Way to big of shot in my opinion. I would try #5 or #6 then pattern your gun out to 40 yards in 10 yard increments. This will tell you your point of impact and how far out the pattern is until it fall apart. That will be your maximum range. Just my experience. Good luck.
I like# 5s my self. But I shoot 31/2" shells.
 
I'm a 5 or 6 shot size guy myself. Reason is the neck/spinal cord is the the target zone. If you have smaller shot size you have more pellets in that zone. With that said when you shoot the ideal position of the bird is with it's neck and head fully extended.
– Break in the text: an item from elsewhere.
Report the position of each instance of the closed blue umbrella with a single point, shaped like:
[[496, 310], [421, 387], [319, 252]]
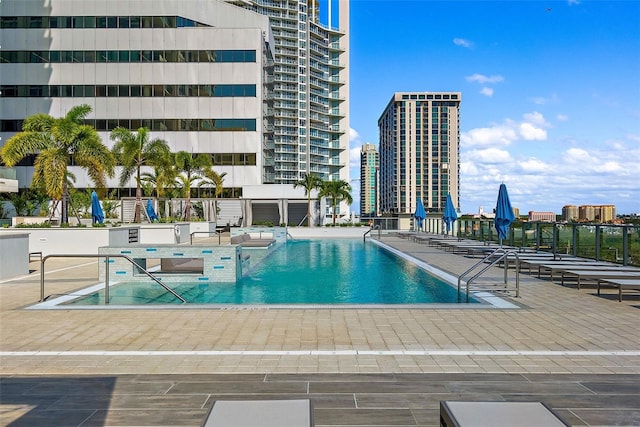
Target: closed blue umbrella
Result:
[[504, 213], [450, 214], [97, 215], [150, 212], [420, 214]]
Not gobbling where the feathers protect the neck. I would avoid Head on body shots due to the feathers and breast protecting the vitals. Take a look at a store bought whole turkey or chicken and the anatomy will make sense. When you pattern your gun, as previously stated, make a paper target by making a fist and bend your fist down. This makes the shape of a neck and head. Trace it on the paper from your fist to elbow. You want the pattern covering the neck so aim in the middle of the neck. Take a shot then count the pellets in the head and neck. Now walk back and repeat to get your max range. You want about 6 pellets in the neck and head. Keep moving back till u get to your max range.
Good luck.
PS believe it or not it's almost like calling in rutting bull elk
I like # 5s with 3 1/2 shells. 60 yards. I'm good.